Хотя тысячи людей какими были, такими и остались.


А вот не думаю — все люди меняются. Ларошфуко говорил: глупый человек к старости не умнеет — он совершенствуется в своей глупости. Но в любом варианте меняется. Человек, предрасположенный к интеллигентности, поумнеет: жизненный опыт, горе, которое он пережил. Глупый не умнеет, однако тоже куда-то движется. Ничто на свете не стоит на месте.


Какими качествами должен обладать оркестр, чтобы быть вам интересным? То есть, какому оркестру вы не сможете отказать?

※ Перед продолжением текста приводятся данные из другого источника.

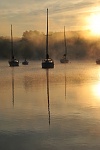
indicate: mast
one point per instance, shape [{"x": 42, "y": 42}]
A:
[
  {"x": 47, "y": 55},
  {"x": 65, "y": 41},
  {"x": 12, "y": 53}
]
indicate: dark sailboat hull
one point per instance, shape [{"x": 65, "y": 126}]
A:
[
  {"x": 64, "y": 60},
  {"x": 47, "y": 63},
  {"x": 25, "y": 62},
  {"x": 13, "y": 63},
  {"x": 98, "y": 61}
]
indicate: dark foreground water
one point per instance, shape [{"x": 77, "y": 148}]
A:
[{"x": 56, "y": 109}]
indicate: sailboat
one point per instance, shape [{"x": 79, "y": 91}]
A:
[
  {"x": 98, "y": 61},
  {"x": 13, "y": 62},
  {"x": 64, "y": 58},
  {"x": 47, "y": 62},
  {"x": 25, "y": 62}
]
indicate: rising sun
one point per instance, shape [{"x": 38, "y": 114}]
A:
[{"x": 94, "y": 24}]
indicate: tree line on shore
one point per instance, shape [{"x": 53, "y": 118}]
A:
[{"x": 32, "y": 45}]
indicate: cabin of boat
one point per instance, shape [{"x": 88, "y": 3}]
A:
[
  {"x": 13, "y": 62},
  {"x": 25, "y": 62},
  {"x": 64, "y": 59},
  {"x": 98, "y": 61}
]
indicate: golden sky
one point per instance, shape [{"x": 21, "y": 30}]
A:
[{"x": 31, "y": 15}]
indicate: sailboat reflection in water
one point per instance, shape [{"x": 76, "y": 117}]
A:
[
  {"x": 47, "y": 62},
  {"x": 47, "y": 75},
  {"x": 64, "y": 59},
  {"x": 13, "y": 86}
]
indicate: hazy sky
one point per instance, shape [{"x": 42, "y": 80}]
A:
[{"x": 31, "y": 15}]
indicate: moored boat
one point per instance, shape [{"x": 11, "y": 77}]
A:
[
  {"x": 12, "y": 62},
  {"x": 47, "y": 62}
]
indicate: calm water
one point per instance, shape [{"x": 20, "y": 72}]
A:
[{"x": 56, "y": 109}]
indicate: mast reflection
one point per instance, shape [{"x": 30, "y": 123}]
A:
[
  {"x": 65, "y": 81},
  {"x": 47, "y": 75},
  {"x": 13, "y": 86}
]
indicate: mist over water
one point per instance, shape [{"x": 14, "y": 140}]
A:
[{"x": 50, "y": 109}]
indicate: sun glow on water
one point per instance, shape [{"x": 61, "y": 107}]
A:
[
  {"x": 96, "y": 90},
  {"x": 94, "y": 23}
]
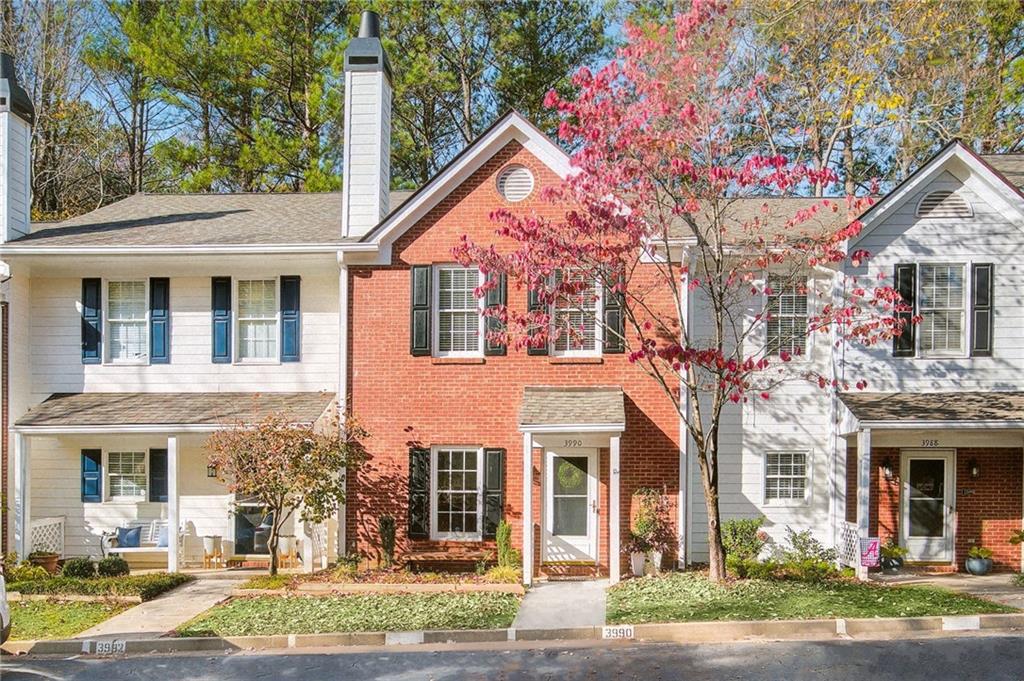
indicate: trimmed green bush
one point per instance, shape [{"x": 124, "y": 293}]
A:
[
  {"x": 113, "y": 566},
  {"x": 144, "y": 586},
  {"x": 82, "y": 568}
]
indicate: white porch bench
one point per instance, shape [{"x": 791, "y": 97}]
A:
[{"x": 148, "y": 538}]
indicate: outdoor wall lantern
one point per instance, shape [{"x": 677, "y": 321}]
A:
[{"x": 887, "y": 469}]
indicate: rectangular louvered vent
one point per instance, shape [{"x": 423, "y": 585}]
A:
[{"x": 944, "y": 204}]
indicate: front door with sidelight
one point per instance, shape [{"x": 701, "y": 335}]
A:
[
  {"x": 570, "y": 510},
  {"x": 927, "y": 505}
]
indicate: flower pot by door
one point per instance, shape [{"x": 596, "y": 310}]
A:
[{"x": 637, "y": 561}]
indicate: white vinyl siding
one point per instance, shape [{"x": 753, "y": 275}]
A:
[
  {"x": 127, "y": 339},
  {"x": 257, "y": 321},
  {"x": 457, "y": 493},
  {"x": 126, "y": 475},
  {"x": 458, "y": 322},
  {"x": 785, "y": 476},
  {"x": 942, "y": 303},
  {"x": 574, "y": 322},
  {"x": 786, "y": 326}
]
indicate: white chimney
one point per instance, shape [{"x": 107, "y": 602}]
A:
[
  {"x": 367, "y": 159},
  {"x": 16, "y": 117}
]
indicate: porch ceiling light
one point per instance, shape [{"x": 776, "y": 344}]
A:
[{"x": 887, "y": 469}]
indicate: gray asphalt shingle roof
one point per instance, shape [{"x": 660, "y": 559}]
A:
[
  {"x": 157, "y": 409},
  {"x": 935, "y": 406},
  {"x": 549, "y": 406},
  {"x": 203, "y": 219}
]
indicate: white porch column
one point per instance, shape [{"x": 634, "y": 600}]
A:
[
  {"x": 173, "y": 531},
  {"x": 527, "y": 508},
  {"x": 23, "y": 498},
  {"x": 863, "y": 490},
  {"x": 614, "y": 531}
]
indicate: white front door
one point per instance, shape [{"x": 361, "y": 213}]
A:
[
  {"x": 570, "y": 511},
  {"x": 927, "y": 505}
]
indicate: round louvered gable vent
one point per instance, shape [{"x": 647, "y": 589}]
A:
[
  {"x": 515, "y": 183},
  {"x": 943, "y": 203}
]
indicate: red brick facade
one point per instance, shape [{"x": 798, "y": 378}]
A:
[
  {"x": 988, "y": 508},
  {"x": 407, "y": 400}
]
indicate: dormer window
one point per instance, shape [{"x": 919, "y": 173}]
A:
[{"x": 943, "y": 204}]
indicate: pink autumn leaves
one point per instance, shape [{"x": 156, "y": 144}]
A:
[{"x": 656, "y": 208}]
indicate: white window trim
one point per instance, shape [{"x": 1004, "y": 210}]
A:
[
  {"x": 457, "y": 537},
  {"x": 805, "y": 356},
  {"x": 808, "y": 478},
  {"x": 965, "y": 353},
  {"x": 105, "y": 337},
  {"x": 110, "y": 499},
  {"x": 435, "y": 314},
  {"x": 237, "y": 357},
  {"x": 598, "y": 348}
]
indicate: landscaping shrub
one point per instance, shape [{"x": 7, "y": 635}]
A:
[
  {"x": 144, "y": 586},
  {"x": 387, "y": 529},
  {"x": 113, "y": 566},
  {"x": 82, "y": 568},
  {"x": 743, "y": 539}
]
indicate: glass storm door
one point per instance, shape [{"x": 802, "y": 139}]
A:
[
  {"x": 570, "y": 506},
  {"x": 927, "y": 506}
]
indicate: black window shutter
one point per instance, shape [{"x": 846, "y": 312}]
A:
[
  {"x": 494, "y": 491},
  {"x": 160, "y": 317},
  {"x": 221, "y": 306},
  {"x": 614, "y": 322},
  {"x": 419, "y": 493},
  {"x": 534, "y": 304},
  {"x": 91, "y": 321},
  {"x": 158, "y": 475},
  {"x": 905, "y": 277},
  {"x": 291, "y": 318},
  {"x": 496, "y": 296},
  {"x": 981, "y": 310},
  {"x": 92, "y": 475},
  {"x": 419, "y": 344}
]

Если музыканты ходят на работу зарабатывать деньги, получать зарплату, чтобы кормить семью, такой оркестр мне не интересен — не только оркестр: театр, любой творческий коллектив. Если они самоотверженно служат своему делу, — мне интересно, такой оркестр может заинтересовать меня как сподвижник. Когда люди приходят на репетицию или на концерт и отбывают — как бухгалтер в нарукавниках приходит в контору и отбывает восемь часов, тогда они не музыканты: они случайные прохожие в этой профессии. А тот, кто знает, что он копейки — теперь, увы, — получает, но все-таки ничем больше в жизни заниматься не хочет — тогда он мой соратник.


А качество звука, магия, которая у каждого оркестра своя, имеют значение?


Я вам сейчас скажу поразительную вещь. Поразительную, потому что объяснения этому нет. Я, во всяком, случае, объяснения не имею: у хорошего человека всегда, на чем бы он ни играл, очень красивый звук. А у плохого человека — у него никогда инструмент не звучит. Черт его знает: мистика — не мистика. Но это факт, который я заметил давно и наблюдаю многие, многие годы.